In a frantic effort to spend a few last yen before boarding my flight from Tokyo to Seattle, this display outside of an airport toy store caught my eye.
I stopped to take a closer look. I wondered what would happen if I talked with it. My wife, throwing caution to the wind, stooped down and said: “konnichiwa!”
The bear immediately repeated: “KONNICHIWA!” and started moving around. Passersby laughed. A few other people came by and tried talking with the bear, too. It was surprising. And fun.
A few minutes later I came across this display.
I picked it up and threw it in the air. The ball changed shape in the air, then re-formed into ball shape as it descended. Several other children saw what happened and came over and began to play with these toys. I had to wrestle the toys away from the children and chase them away from the display for a moment so I could get a photo for this blog.
Fun and Surprising
Can you imagine walking past a shop in the airport and seeing something more like this?
It’s not fun. It’s not surprising. It’s quite a turn off, actually. Have you guessed where I’m going with this by now?
Yes, I’m comparing toy store marketing displays with presentation skills. As presenters, why can’t we create learning experiences that are fun and surprising and pique our audience’s interest and entice them to want to try out a new skill or a new tool?

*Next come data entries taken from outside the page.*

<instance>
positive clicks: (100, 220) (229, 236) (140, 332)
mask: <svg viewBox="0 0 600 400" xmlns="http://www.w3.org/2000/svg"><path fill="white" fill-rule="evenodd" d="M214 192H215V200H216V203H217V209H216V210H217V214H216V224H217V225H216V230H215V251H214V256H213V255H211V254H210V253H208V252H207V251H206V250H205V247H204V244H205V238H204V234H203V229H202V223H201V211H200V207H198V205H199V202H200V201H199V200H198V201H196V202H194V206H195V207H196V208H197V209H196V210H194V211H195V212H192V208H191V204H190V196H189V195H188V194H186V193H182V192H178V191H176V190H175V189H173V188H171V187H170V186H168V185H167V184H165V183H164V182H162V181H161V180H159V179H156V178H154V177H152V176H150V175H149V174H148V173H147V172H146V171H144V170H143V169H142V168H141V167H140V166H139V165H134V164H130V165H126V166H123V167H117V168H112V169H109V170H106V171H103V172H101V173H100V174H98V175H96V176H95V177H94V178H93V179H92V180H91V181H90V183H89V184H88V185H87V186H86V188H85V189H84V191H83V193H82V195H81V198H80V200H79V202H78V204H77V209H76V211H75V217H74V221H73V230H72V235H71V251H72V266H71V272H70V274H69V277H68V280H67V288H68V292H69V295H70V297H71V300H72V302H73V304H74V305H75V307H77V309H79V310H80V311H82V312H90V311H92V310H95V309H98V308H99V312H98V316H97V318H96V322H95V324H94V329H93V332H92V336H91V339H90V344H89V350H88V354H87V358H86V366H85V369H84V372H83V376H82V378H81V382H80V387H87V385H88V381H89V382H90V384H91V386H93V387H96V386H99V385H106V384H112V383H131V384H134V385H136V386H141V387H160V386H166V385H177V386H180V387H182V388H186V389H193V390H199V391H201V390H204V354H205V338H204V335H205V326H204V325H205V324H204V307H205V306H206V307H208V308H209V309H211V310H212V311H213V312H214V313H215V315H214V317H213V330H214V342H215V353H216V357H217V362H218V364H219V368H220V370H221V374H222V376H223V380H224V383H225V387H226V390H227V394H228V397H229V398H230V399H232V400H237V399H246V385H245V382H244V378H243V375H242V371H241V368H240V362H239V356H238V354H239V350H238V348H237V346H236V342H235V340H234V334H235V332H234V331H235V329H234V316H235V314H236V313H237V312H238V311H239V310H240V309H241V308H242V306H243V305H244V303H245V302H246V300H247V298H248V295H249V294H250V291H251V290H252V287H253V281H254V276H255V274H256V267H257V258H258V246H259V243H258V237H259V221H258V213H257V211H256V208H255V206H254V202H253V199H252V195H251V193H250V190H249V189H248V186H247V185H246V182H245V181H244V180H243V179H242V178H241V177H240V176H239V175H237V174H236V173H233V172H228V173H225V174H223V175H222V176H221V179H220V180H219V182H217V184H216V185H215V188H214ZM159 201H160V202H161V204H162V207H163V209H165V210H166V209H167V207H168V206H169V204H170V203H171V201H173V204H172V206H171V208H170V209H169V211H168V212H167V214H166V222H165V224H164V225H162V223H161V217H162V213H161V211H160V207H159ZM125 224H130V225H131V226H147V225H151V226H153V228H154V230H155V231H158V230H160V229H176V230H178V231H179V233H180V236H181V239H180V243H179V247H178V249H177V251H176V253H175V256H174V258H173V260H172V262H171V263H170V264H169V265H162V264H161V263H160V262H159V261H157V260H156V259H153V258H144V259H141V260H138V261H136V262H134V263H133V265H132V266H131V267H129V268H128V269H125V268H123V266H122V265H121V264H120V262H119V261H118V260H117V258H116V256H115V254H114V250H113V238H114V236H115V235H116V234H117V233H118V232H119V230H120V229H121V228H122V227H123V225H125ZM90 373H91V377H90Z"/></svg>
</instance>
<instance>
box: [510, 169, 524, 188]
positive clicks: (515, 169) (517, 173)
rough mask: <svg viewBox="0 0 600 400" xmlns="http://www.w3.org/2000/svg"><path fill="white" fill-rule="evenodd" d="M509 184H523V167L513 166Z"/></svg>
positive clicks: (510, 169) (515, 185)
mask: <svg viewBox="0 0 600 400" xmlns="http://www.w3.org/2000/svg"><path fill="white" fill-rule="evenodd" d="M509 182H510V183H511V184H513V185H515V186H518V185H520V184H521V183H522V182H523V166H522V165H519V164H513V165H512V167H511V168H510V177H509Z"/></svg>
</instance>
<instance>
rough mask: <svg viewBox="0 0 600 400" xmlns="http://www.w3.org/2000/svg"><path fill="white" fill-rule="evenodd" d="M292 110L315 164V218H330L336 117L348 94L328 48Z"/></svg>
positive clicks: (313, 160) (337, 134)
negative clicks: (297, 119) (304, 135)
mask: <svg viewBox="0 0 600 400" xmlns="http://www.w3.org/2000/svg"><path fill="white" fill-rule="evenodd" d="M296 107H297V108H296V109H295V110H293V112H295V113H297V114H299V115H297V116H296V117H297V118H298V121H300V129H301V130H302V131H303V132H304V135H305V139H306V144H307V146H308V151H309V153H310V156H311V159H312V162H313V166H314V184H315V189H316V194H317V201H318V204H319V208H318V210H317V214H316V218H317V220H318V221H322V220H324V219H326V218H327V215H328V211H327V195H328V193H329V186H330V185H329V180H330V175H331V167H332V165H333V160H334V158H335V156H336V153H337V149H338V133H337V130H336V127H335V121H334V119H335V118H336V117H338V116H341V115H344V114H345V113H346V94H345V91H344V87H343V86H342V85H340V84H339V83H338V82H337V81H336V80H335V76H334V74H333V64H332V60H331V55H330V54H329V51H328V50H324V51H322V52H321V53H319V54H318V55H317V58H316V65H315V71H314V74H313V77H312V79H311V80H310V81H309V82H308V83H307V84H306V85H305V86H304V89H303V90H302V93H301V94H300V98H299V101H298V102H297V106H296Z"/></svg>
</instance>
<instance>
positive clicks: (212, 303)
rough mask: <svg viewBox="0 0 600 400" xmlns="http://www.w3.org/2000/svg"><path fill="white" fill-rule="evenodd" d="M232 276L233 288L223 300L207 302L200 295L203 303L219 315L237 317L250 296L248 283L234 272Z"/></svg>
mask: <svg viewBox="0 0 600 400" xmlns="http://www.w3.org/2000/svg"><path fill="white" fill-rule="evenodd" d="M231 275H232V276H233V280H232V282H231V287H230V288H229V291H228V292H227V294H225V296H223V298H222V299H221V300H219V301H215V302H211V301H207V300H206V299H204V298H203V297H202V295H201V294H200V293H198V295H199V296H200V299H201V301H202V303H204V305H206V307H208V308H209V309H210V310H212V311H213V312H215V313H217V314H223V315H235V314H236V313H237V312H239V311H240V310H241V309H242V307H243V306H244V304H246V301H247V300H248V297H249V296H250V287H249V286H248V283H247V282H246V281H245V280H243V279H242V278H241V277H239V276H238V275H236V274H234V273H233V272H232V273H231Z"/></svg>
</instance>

The next time you have to train someone on Salesforce or some other software, why not invite them to play with the program and discover how intuitive it can be before you throw PowerPoint slides at them?
The next time you present on… well, anything… why not allow the audience to play with the content or tool or policy or procedure or product or concept or little toy bear or shape-shifting ball? Let the audience decide for themselves what the benefit is before you tell them what they should think.
What was the lesson I took from a string of toy stores in Narita Airport? Presentations need more intrigue and fun and surprises.